I'm not sure I understand this distinction you're making.


Quote:
I'm not sure where I wrote this, and not even sure I have on this forum but... I can't speak of something "authoritatively" unless it's my own. So when I mention differences between polyamory and monogamy, I'm speaking of my experience with them, not with the nebulous thigns that are "poly" and "mono". I mean, at the very core, both poly and mono revolve around how INDIVIDUALS relate and I'm very much an individualist. So I ALWAYS imply an "in my experience" or "my opinion is" in every statement I make. There are exceptions to every rule when it comes to complex people, and I fully recognize that. I don't mean to paint all people in a collective with the same brush, I merely mean to share my experiences on the subject.
I've often seen abuse of the "in my experience" qualifier as a way to absolve ideas from being examined or questioned because it comes from their experience (I'm not saying that you're doing that, though). However, many times the ideas that are generated by an experience seek to define what lies beyond that experience. You offered your experience that lead to your reasoning for why you think there may be mono values. So in a way, you're seeking to use your experience to define something beyond your experience.

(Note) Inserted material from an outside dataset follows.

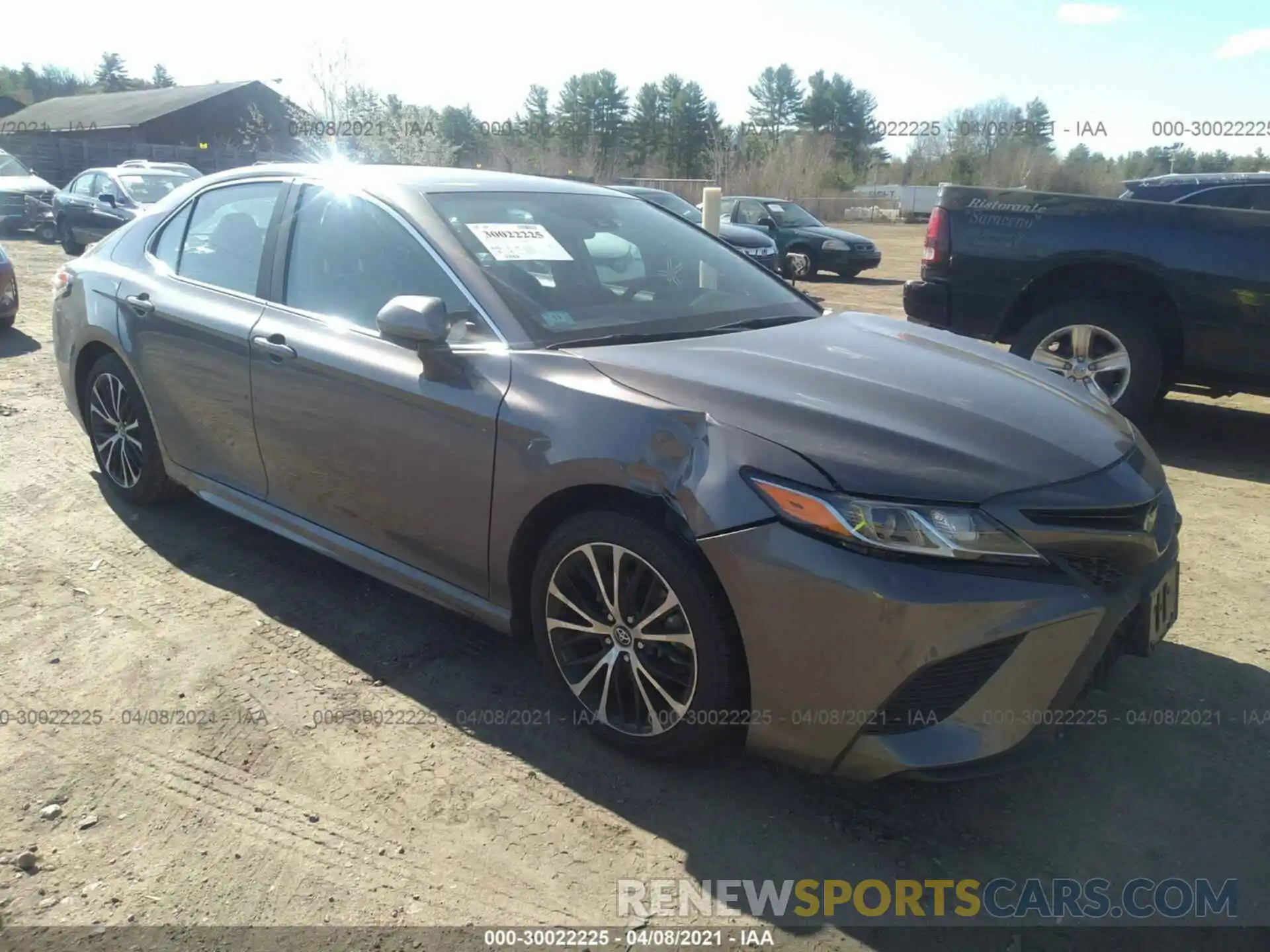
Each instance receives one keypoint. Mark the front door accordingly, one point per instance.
(353, 436)
(186, 319)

A simplistic exaggerated example would be something like this: "In my experience, men have always been the cheating type." That kind of statement implies that men are prone to cheating as evidence of my experience without lending credence to the fact that my experience is very limited in that situation. If that got questioned, it would be the idea that men are prone to cheating that gets questioned. I wouldn't be questioning whether the person making that statement actually really experienced being cheated on by a man. Certainly some men are the cheating type. But one person's experience isn't sufficient to define the nature of men in general.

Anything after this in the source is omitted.